A 2023 article, “What’s Wrong with AI Media Coverage & How to Fix It,” argued that “The media thrives on fear-based content. It plays a crucial role in the self-reinforcing cycle of AI doomerism.” In the two years since, the situation has only worsened. The critique in “7 Ways AI Media Coverage is Failing Us” remains depressingly current.
“If we want a well-informed public, we need to figure out how to raise the quality of journalism consumed by ordinary people,” said journalist Timothy B. Lee in 2024.
That process has to start with not misleading audiences and with correcting errors when they occur.
Closing Remark
It has been a few days since the misleading “AI blackmail” narrative was aired. The fearmongering has already had its impact. However, it’s not too late to ask for better standards. We can still push for more rigorous fact-checking and less sensational framing.
Fewer people will see the correction than saw the original segment. That is almost always the case. But it still needs to be done.
Endnotes
A New York Times profile, “Inside the White-Hot Center of AI Doomerism,” described Anthropic as steeped in effective altruism culture. “No major AI lab embodies the EA ethos as fully as Anthropic,” it noted. “Many of the company’s early hires were effective altruists,” who shared a prediction that there was a “20% chance of imminent doom.” Also, “Some Anthropic staff members use EA-inflected jargon—talking about concepts like ‘x-risk’ and memes like the ‘AI Shoggoth’—or wear EA conference swag to the office.”
Anthropic’s Series A round ($124M) was led by Jaan Tallinn (the Centre for the Study of Existential Risk, the Future of Life Institute, the Survival and Flourishing Fund) and Dustin Moskovitz (Open Philanthropy, now Coefficient Giving). Its Series B round ($580M) was led by convicted felon Sam Bankman-Fried.

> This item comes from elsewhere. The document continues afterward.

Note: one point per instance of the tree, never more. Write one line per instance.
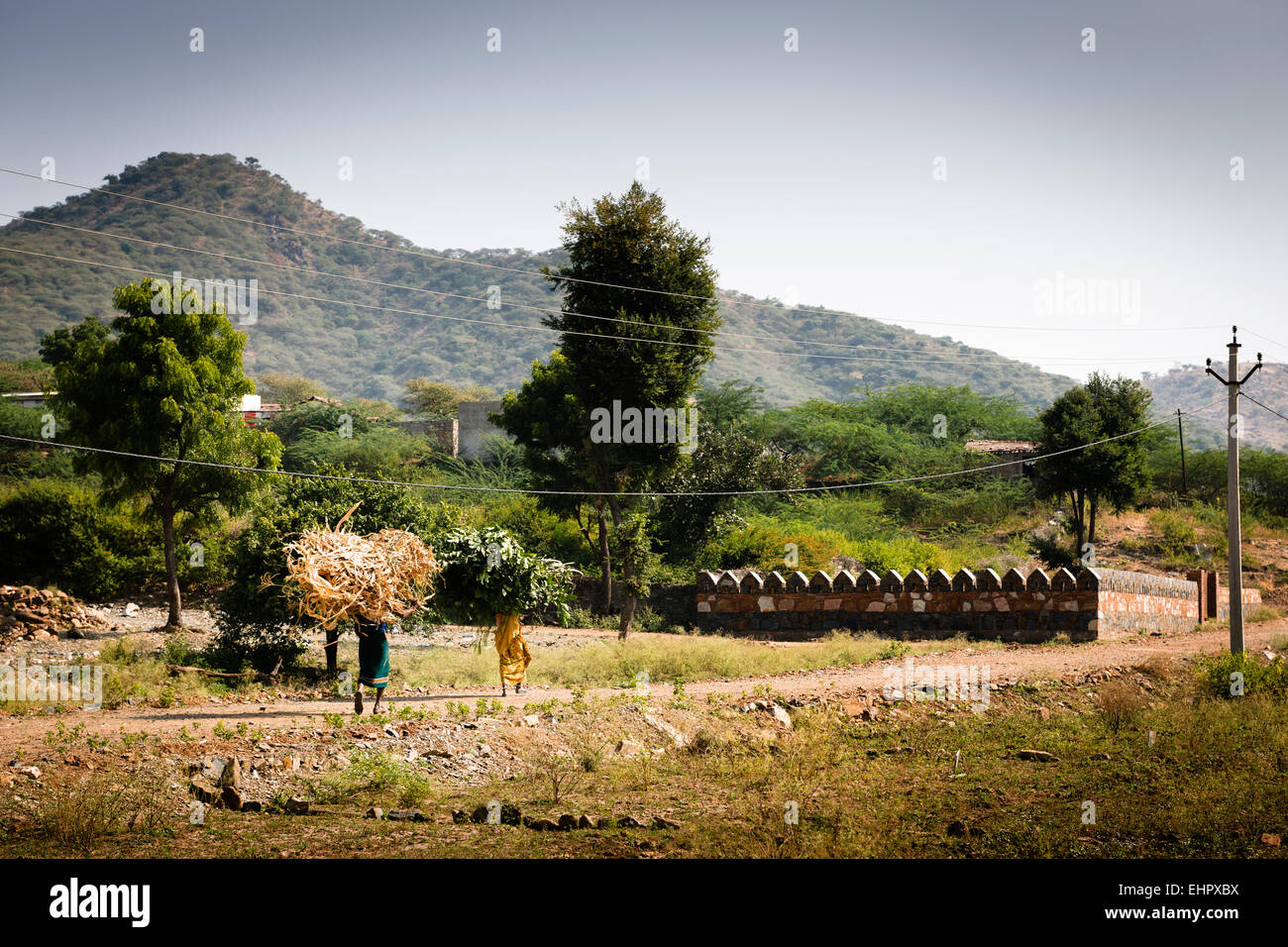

SBF used approximately $500M in FTX customer deposits (stolen funds) to acquire a significant stake in Anthropic through his hedge fund, Alameda Research. That stake was later sold by the FTX bankruptcy estate to help repay FTX customers and creditors.
All three (Tallinn, Moskovitz, and SBF) are prominent EA-aligned billionaires.
A post on the “Effective Altruism Forum,” entitled “Anthropic is not being consistently candid about their connection to EA,” has much more detail.